A lot of men if you ask them will say, I want to pay for the date because that's how I was raised. I actually think that's a really lovely impulse. What I recommend is, once you get clear on whether you want to pay for the date or not, own that. The lesson here is that there's so many behaviours that we have as men and women that we were taught to do but we never thought about why or if we even wanted to do it.
So then you go on the date and you tell the woman, listen, I would love to treat you tonight because that's how I was raised and it feels really good for me to treat the partners I'm with, how does that sound? I think you are really hard pressed to find a woman who's not going to love that. If you do go on a date with a woman who's like, you're a caveman, no way. News flash, you are not going to be a good fit with that woman.

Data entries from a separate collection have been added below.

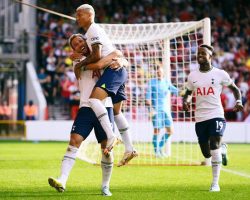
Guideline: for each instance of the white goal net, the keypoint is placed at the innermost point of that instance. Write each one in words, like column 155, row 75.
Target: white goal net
column 174, row 47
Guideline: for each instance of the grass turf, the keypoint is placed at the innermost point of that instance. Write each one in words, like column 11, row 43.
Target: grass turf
column 25, row 168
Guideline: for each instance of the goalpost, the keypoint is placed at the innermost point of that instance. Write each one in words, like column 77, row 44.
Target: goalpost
column 174, row 46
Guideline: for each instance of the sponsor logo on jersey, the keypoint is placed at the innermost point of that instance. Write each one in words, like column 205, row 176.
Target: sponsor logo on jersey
column 204, row 91
column 96, row 74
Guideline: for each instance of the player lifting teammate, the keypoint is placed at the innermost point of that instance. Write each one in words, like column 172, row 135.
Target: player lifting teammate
column 86, row 120
column 207, row 82
column 111, row 83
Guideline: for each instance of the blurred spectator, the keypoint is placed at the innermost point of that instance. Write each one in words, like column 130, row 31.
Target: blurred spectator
column 5, row 115
column 42, row 77
column 247, row 110
column 230, row 37
column 30, row 111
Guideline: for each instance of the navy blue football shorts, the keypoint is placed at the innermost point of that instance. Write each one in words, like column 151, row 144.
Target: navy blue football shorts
column 211, row 127
column 86, row 120
column 113, row 82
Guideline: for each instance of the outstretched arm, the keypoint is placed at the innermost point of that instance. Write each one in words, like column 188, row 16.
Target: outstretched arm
column 114, row 58
column 237, row 94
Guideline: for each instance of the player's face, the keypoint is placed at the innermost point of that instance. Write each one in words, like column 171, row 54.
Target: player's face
column 80, row 46
column 203, row 56
column 83, row 18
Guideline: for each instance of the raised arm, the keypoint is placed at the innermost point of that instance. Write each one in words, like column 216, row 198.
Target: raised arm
column 237, row 94
column 187, row 100
column 95, row 56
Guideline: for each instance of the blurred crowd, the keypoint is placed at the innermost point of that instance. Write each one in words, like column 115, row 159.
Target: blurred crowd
column 230, row 24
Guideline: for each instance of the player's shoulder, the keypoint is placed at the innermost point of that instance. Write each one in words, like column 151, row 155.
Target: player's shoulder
column 94, row 26
column 194, row 73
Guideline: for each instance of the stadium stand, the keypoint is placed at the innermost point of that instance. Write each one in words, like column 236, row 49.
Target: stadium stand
column 230, row 37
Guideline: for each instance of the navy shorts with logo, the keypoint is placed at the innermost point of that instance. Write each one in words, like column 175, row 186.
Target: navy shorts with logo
column 86, row 120
column 113, row 81
column 211, row 127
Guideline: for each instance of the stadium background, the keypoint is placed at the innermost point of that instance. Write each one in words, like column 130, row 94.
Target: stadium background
column 31, row 35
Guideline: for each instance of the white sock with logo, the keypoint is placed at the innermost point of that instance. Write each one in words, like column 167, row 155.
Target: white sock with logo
column 216, row 164
column 68, row 163
column 107, row 166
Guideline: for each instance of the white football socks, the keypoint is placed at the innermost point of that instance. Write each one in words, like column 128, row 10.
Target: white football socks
column 68, row 163
column 216, row 164
column 102, row 115
column 123, row 126
column 107, row 166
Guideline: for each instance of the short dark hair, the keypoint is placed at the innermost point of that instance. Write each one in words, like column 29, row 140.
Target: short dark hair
column 74, row 36
column 208, row 47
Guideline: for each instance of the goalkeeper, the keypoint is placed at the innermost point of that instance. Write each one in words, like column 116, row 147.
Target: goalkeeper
column 157, row 99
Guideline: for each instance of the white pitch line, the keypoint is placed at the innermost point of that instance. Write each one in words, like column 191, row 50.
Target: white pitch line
column 236, row 173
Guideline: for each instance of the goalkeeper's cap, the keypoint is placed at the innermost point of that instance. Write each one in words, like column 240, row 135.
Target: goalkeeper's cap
column 86, row 7
column 209, row 49
column 74, row 36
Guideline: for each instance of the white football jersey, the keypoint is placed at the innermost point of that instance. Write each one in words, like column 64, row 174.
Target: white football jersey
column 207, row 87
column 86, row 85
column 96, row 34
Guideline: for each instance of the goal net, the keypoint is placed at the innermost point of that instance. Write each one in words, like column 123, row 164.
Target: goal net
column 174, row 47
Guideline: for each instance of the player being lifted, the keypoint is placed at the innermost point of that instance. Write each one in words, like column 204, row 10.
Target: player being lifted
column 111, row 83
column 207, row 83
column 86, row 120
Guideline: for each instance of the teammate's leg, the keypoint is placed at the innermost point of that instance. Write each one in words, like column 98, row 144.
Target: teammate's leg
column 107, row 164
column 123, row 127
column 67, row 163
column 216, row 161
column 95, row 100
column 81, row 128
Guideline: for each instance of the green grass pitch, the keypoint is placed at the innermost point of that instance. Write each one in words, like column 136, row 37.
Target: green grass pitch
column 25, row 168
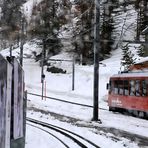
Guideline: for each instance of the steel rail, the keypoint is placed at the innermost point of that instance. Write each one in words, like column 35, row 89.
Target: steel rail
column 63, row 131
column 50, row 134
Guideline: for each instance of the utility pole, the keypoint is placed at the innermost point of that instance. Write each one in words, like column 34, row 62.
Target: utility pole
column 96, row 60
column 42, row 69
column 22, row 41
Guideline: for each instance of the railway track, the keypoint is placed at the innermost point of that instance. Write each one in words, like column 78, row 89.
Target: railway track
column 77, row 139
column 49, row 134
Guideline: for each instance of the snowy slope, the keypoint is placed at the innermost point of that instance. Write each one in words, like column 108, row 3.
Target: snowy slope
column 59, row 85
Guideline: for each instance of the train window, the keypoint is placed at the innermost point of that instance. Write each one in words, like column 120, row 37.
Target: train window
column 126, row 90
column 111, row 87
column 120, row 85
column 144, row 88
column 115, row 87
column 132, row 87
column 137, row 87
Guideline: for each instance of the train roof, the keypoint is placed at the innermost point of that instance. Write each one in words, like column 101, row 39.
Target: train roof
column 122, row 75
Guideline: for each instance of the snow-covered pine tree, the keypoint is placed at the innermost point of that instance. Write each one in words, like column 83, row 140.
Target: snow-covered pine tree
column 127, row 57
column 140, row 51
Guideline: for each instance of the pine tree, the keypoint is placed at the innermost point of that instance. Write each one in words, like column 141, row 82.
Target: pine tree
column 141, row 51
column 127, row 58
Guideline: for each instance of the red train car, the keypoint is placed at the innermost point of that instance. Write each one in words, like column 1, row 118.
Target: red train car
column 129, row 92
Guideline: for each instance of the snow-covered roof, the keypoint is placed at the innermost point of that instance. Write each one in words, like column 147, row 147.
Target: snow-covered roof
column 134, row 74
column 145, row 59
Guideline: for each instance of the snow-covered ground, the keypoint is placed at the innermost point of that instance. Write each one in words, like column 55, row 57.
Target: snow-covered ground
column 60, row 86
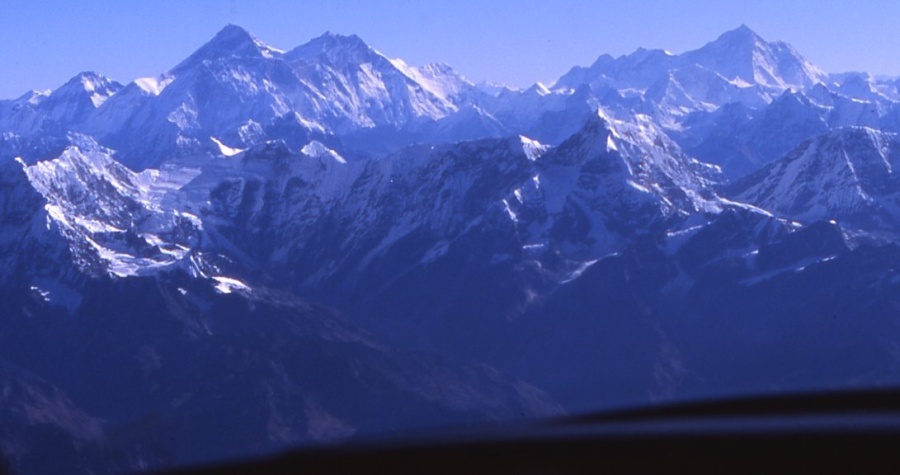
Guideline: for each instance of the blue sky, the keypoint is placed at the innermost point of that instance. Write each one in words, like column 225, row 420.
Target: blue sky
column 518, row 42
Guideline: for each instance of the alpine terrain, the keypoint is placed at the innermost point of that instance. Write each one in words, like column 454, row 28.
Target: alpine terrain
column 265, row 248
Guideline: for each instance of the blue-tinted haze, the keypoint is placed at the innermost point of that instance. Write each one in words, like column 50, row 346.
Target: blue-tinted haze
column 516, row 42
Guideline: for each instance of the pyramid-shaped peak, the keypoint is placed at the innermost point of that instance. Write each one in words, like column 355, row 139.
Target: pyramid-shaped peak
column 231, row 41
column 741, row 33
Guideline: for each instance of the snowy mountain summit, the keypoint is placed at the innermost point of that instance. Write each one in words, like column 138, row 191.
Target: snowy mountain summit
column 262, row 247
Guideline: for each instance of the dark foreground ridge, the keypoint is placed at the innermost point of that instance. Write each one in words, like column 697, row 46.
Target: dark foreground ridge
column 837, row 431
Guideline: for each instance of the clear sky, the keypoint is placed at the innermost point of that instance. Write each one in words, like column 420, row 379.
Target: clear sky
column 517, row 42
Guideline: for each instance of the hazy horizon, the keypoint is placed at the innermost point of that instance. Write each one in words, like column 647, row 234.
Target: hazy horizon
column 510, row 42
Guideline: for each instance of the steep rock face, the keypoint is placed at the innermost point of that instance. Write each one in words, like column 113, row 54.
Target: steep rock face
column 739, row 66
column 845, row 175
column 112, row 218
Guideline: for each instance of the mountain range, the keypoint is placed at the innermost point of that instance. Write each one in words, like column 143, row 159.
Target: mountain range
column 261, row 248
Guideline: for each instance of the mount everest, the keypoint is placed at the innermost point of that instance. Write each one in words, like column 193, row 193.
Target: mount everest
column 261, row 248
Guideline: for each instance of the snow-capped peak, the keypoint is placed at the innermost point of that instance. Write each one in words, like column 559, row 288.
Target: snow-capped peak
column 231, row 41
column 846, row 174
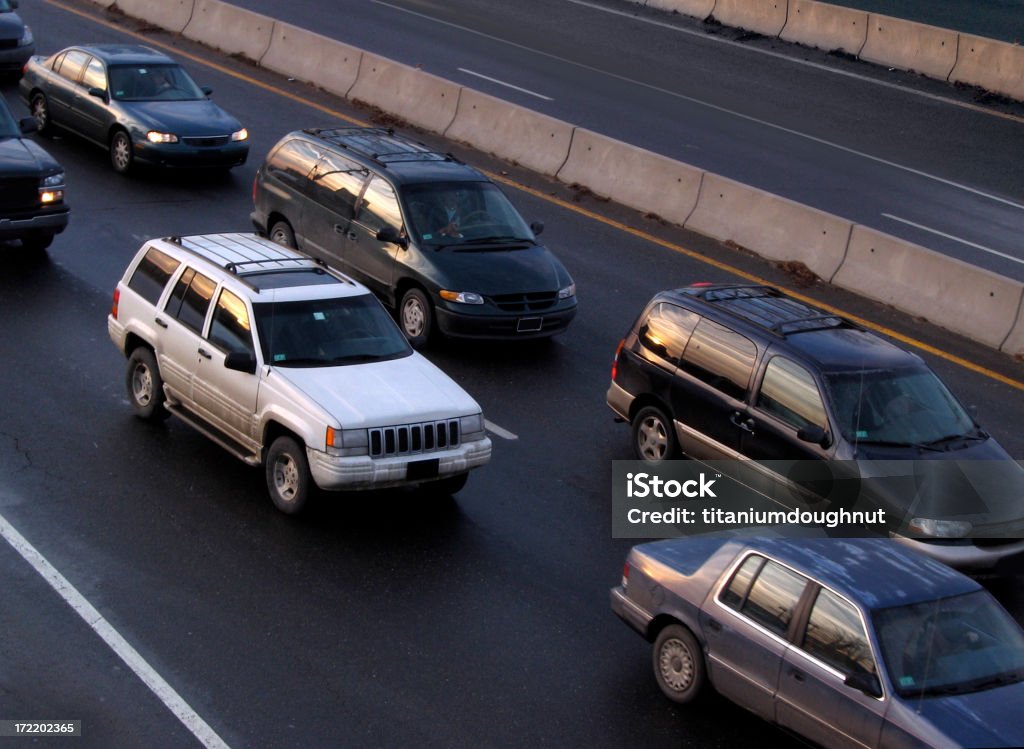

If you think about it like do I want to pay for the date? And you decide no, not really, then you don't have to. I talked to one dude who was really interesting. That's the thing, once you get clear on what you wanna do, then say what you're doing, you are going to connect with people so much quicker. It starts helping you verbalize your feelings and then you're weeding out people you're not going to be a good match for. Communicating is so critical because there are so many assumptions we're all making and then by not communicating it, newsflash we're disconnected and isolated and in our own worlds. That leads to frustration, not feeling seen, not feeling heard, not feeling appreciated.
What is the most important takeaway from Modern Manhood that men should know?
It’s so important to get clear on why you’re doing it because, and this will happen, you’ll screw up. Someone is going to call you out and then your initial instinct is probably going to be self-protective: “Fuck this shit, this is why I shouldn’t have gotten involved. I’m not saying fuck all anymore.”
Don’t do that. We are all going to mess up. But movement on this front is so important. You don’t want to have a kid or be an uncle to a kid coming up in the next 10, 15, or 20 years and have them still stuck in the same places we are. You want your kid to get an assignment from the top producer at a network and not have to worry that if they don’t kiss them that they’re not going to get the assignment — or worse.
So I really say, strapping in for the discomfort is so necessary. This isn’t fun, but it’s so important.
Interview has been edited for length and clarity.